High-dose methylcobalamin treatment involves intramuscular injection of 25mg to 50mg of methylcobalamin twice a week, which is 50 to 100 times the dose of existing drug injections.

A phase II/III clinical trial for ALS patients was started in Japan, and the results were published in 2019. 373 ALS patients who had been onset for less than 3 years were recruited for a methylcobalamin clinical trial with three branches where patients have daily administrated 50mg, 25mg, or a placebo. It was conducted over 3.5 years. As a result, the methylcobalamin group showed a tendency to show better results in terms of the decline in ALSFRS-R, but the difference was not significant, and overall efficacy could not be demonstrated to Japanese authorities.

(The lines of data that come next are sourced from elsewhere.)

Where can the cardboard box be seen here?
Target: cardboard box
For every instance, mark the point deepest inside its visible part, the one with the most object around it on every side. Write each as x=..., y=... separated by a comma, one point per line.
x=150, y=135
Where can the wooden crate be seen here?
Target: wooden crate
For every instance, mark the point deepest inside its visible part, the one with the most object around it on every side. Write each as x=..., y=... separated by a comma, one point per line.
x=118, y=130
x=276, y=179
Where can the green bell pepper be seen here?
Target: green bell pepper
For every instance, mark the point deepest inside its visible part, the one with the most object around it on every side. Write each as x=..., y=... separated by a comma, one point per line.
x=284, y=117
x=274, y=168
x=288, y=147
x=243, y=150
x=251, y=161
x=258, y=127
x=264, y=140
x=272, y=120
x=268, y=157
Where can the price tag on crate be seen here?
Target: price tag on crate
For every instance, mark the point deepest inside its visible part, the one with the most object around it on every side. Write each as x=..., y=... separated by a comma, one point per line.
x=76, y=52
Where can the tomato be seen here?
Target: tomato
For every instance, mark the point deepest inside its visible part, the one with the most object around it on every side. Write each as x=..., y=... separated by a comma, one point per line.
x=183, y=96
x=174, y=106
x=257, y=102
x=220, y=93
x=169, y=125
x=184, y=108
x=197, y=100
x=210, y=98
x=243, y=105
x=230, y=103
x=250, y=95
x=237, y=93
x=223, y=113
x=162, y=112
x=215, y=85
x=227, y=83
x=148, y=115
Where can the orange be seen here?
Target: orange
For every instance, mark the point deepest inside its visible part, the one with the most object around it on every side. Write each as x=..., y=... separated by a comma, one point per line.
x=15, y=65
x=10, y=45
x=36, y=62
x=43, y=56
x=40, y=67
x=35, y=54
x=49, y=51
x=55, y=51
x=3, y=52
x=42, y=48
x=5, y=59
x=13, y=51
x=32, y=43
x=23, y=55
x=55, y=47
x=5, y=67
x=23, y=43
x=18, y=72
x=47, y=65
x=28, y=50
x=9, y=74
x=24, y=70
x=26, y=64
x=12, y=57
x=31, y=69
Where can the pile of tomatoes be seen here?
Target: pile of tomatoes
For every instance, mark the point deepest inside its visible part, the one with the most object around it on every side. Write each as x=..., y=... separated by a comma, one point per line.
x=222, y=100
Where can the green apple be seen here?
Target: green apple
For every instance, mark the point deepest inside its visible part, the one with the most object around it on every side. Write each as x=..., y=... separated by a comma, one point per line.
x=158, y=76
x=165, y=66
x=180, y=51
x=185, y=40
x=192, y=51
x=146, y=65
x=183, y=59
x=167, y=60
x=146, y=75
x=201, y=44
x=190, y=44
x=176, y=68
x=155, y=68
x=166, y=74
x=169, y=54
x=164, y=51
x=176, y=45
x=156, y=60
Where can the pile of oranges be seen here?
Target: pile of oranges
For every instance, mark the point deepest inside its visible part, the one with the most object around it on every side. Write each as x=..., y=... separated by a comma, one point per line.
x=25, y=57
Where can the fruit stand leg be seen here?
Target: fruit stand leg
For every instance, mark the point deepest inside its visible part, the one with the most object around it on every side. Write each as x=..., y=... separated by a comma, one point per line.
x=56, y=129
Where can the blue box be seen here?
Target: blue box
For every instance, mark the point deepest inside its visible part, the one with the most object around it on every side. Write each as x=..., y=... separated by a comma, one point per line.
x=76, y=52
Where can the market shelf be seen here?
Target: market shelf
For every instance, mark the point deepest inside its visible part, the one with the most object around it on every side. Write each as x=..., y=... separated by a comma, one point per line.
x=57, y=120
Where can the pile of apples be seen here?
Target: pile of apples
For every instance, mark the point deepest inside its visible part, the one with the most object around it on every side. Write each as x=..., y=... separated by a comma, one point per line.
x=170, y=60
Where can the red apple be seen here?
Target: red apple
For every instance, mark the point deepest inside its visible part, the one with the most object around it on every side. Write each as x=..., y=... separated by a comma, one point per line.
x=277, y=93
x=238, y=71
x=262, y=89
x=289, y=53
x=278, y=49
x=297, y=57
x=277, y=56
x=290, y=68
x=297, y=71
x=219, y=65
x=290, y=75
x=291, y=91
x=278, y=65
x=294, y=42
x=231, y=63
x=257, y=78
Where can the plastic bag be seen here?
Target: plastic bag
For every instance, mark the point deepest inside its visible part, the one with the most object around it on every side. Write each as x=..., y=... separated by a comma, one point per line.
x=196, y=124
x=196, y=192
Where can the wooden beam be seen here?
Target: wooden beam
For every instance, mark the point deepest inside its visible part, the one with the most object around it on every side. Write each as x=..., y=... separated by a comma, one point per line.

However, when a subanalysis was conducted only for patients who were enrolled within 12 months of onset (close to diagnostic), the 50 mg group, the 25 mg group, and the placebo group showed less decline in ALSFRS-R and a longer time to the primary endpoint. Post-analysis is frowned on because in small groups there are always statistical flukes and it's easy to cherry-pick some of these to prove whatever. But here the size of the trial was a bit larger than usual so there was more confidence in the findings.

The difference in decline in ALSFRS-R between the 50 mg group and the placebo group was statistically significant. Based on these results, a clinical trial (JETALS trial) was conducted in 2017 to confirm the reproducibility of the subanalysis, and the results were announced in May 2022. Results were reported on this blog.

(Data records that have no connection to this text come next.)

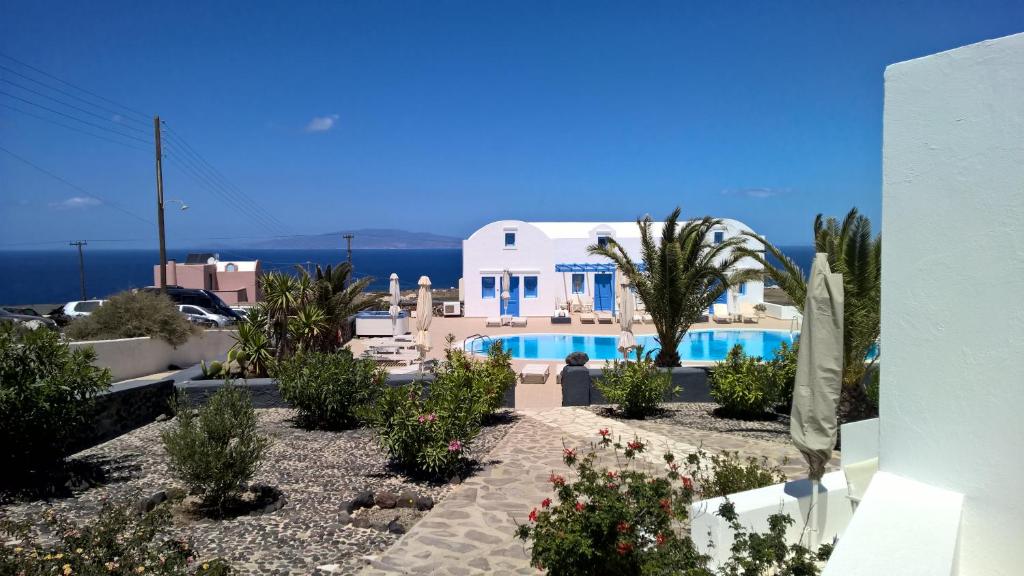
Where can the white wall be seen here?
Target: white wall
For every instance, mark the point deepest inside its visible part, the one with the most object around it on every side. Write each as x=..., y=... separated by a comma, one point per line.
x=536, y=253
x=132, y=358
x=952, y=265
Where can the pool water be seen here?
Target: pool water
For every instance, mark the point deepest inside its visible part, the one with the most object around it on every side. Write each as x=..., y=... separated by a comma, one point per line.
x=697, y=345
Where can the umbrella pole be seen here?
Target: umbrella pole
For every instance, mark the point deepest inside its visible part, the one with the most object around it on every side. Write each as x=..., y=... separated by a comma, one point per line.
x=812, y=528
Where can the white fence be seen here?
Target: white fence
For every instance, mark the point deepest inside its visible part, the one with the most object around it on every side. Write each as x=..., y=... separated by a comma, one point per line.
x=132, y=358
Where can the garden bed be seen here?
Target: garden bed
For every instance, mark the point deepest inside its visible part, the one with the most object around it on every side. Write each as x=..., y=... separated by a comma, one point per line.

In the JETALS study, 130 ALS patients within 12 months of onset were recruited and assigned to a twice-weekly 50 mg group or a placebo group. As a result, the reduction in ALSFRS-R score at 16 weeks was −2.66 in the methylcobalamin 50 mg group and −4.63 in the placebo group, which was significantly better in the active drug group.

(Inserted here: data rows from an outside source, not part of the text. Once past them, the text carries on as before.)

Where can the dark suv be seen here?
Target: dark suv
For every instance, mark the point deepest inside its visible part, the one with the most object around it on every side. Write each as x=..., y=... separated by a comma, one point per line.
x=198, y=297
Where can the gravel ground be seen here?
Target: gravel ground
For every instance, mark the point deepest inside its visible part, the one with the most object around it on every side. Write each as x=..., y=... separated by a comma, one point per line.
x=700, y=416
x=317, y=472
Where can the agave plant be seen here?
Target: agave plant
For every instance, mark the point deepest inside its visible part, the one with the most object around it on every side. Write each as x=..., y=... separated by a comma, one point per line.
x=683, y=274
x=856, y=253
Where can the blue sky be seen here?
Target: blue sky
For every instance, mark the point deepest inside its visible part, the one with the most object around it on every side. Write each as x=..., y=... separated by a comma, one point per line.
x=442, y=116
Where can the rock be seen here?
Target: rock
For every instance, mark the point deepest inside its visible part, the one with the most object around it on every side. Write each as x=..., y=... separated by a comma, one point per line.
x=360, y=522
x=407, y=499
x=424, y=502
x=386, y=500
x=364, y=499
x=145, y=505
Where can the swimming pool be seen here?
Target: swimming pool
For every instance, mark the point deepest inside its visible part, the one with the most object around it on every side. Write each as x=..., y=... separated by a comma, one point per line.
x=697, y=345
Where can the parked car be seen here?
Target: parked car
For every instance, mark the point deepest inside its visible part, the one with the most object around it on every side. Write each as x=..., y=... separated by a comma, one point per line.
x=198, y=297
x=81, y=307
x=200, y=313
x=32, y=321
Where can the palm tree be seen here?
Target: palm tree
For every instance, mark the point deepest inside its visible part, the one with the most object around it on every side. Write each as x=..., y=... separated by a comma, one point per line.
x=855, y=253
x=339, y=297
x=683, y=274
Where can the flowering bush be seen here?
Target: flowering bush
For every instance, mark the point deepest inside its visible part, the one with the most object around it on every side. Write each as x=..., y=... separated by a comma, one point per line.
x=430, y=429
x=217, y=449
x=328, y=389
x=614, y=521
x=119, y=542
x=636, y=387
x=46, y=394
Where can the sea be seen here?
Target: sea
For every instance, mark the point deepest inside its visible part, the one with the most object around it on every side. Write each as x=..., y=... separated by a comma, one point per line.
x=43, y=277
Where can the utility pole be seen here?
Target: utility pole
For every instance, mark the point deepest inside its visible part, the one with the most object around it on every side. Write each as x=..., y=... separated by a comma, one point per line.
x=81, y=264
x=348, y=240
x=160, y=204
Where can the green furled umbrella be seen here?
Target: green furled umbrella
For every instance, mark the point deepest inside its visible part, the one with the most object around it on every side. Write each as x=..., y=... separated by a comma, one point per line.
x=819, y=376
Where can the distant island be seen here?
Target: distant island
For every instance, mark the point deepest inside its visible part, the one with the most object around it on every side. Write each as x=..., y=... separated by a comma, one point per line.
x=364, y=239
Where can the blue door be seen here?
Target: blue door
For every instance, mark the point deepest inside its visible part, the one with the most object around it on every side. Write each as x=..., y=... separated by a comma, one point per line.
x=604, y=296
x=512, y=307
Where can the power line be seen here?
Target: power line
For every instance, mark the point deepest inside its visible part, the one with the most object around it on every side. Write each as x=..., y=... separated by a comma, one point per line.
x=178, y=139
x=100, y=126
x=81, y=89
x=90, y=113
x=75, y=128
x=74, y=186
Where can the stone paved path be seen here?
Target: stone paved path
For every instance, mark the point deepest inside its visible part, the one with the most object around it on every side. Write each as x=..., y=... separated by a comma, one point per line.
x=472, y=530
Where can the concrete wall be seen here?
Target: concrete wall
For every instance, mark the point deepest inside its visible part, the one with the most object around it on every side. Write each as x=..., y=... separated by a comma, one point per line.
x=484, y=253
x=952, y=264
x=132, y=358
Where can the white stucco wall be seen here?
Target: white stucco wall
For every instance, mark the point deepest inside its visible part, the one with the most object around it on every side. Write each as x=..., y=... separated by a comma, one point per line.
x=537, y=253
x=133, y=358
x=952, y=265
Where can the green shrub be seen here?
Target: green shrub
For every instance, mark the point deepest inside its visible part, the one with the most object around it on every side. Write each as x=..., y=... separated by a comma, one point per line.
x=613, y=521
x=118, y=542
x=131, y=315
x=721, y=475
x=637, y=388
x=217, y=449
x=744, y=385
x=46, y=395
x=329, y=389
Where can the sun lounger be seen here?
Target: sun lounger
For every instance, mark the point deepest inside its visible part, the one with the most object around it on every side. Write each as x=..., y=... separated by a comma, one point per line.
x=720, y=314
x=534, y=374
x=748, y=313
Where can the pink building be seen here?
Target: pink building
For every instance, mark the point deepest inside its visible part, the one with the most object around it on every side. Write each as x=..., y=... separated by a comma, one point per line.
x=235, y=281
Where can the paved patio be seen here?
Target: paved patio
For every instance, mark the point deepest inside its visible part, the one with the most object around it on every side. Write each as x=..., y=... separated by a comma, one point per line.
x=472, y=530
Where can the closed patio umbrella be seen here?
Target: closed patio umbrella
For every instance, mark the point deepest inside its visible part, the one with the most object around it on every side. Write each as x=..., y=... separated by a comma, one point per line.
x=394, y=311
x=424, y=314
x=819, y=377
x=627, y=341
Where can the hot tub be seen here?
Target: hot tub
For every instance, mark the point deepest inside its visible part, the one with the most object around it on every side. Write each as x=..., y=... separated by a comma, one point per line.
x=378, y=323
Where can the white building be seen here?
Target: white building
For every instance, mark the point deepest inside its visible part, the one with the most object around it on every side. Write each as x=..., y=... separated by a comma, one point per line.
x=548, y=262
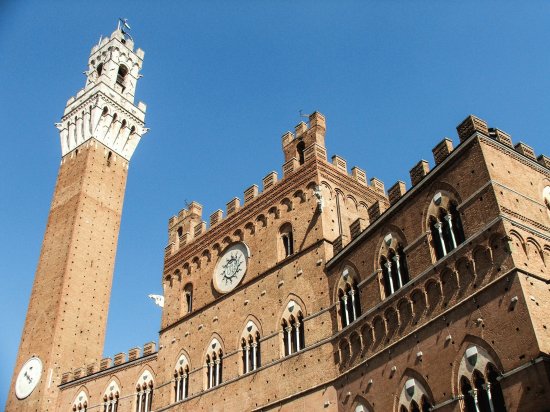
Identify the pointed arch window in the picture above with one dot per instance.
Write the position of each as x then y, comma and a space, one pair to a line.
144, 395
80, 404
349, 299
111, 397
293, 329
181, 379
484, 393
188, 296
214, 365
250, 345
287, 240
121, 75
300, 149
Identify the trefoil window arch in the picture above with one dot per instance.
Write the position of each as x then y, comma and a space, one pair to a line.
181, 379
349, 298
250, 345
395, 271
144, 395
293, 329
214, 365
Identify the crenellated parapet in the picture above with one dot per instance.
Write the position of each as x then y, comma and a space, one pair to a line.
304, 149
107, 364
471, 126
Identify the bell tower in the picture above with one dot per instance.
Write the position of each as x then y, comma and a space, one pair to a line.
67, 314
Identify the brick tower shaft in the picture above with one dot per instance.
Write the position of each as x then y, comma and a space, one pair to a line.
67, 315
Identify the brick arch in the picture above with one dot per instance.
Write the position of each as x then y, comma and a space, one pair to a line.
434, 295
466, 275
421, 388
483, 263
353, 276
145, 369
449, 284
498, 249
325, 184
398, 238
249, 228
81, 399
518, 241
487, 353
448, 192
243, 330
359, 402
299, 194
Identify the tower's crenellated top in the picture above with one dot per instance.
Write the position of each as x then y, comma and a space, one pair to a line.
104, 109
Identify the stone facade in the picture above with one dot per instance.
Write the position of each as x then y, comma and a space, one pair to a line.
432, 298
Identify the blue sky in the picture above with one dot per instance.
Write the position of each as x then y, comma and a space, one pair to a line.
223, 81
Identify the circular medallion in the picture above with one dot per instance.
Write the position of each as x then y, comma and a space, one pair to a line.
28, 377
231, 267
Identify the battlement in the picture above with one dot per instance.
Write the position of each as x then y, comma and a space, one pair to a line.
467, 128
187, 225
104, 364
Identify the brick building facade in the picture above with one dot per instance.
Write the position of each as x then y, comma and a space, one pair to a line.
319, 292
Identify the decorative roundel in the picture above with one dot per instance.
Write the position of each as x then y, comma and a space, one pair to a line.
546, 197
231, 267
28, 377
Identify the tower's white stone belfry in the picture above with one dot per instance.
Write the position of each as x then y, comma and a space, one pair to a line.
104, 109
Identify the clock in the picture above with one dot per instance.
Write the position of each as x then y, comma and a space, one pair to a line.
28, 377
231, 267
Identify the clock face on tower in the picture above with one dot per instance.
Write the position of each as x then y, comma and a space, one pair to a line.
28, 377
231, 267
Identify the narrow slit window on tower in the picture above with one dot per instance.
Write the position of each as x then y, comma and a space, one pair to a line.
188, 293
287, 241
300, 148
121, 75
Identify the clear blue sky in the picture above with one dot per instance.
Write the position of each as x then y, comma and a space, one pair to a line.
223, 81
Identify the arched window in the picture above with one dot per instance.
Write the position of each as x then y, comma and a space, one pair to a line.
493, 386
287, 241
445, 227
468, 394
293, 329
144, 389
300, 148
250, 344
482, 392
80, 404
214, 365
394, 269
181, 379
188, 295
110, 398
349, 298
414, 397
121, 75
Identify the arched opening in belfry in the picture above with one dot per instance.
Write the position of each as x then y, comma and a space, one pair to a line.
121, 75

There was no difference in side effects of the drug between placebo or methylcobalamin-treated participants. There was a marked reduction in serum homocysteine levels. Homocysteine is neurotoxic and has been associated with ALS cases but also with Alzheimer's and Parkinson's diseases. It may be a byproduct of methionine metabolism and there are a few studies that discuss the influence of diet on homocysteine via methionine in diet. High levels of methionine can be found in eggs, meat, and fish; sesame seeds, Brazil nuts.

These results are better than most previous drug results in ALS, but indeed it does not stop the disease progression. Based on these results, it was announced in January 2024 that a new drug application for methylcobalamin had been submitted in Japan.

Eisai Co. announced last week that it has obtained manufacturing and marketing authorization approval for amyotrophic lateral sclerosis (ALS) treatment “Rozebalamin® for Injection 25 mg” (mecobalamin) in Japan as a treatment for slowing progression of functional impairment in amyotrophic lateral sclerosis.

It should be noted that although there were statistically significant reductions in ALSFRS-R, other measures such as muscle strength, forced vital capacity, and the ALSAQ-40 total score, were not changed. This is a bit confusing as ALSFRS-R and ALSAQ-40 while not identical are similar enough, ALSAQ-40 adds a well-being dimension to the usual questionnaire. How could ALSFRS-R show an improvement if it's not reflected in ALSAQ-40?

As UK's Alsa-Mnd remarks, as the drug was only tested on participants early in the disease process, it is unclear if the treatment would be appropriate for participants with more advanced diseases.

In addition, Alsa-Mnd says it may not have been a truly blinded trial as methylcobalamin treatment results in a marked change in urine color which could mean that participants may have known whether they were receiving a placebo or methylcobalamin, and that could have influenced results (including a potential “nocebo” effect). This is supported by the fact that the placebo group appeared to worsen their rate of disease progression once the trial commenced.

It's possible that regulation agencies are afraid of the considerable political pressure from patient organizations who accuse them of being inactive, and that as for Alzheimer's disease and (temporarily) for AMX0035/Relyvrio they prefer to authorize new drugs even if they are ineffective, instead of waiting decades for an effective drug.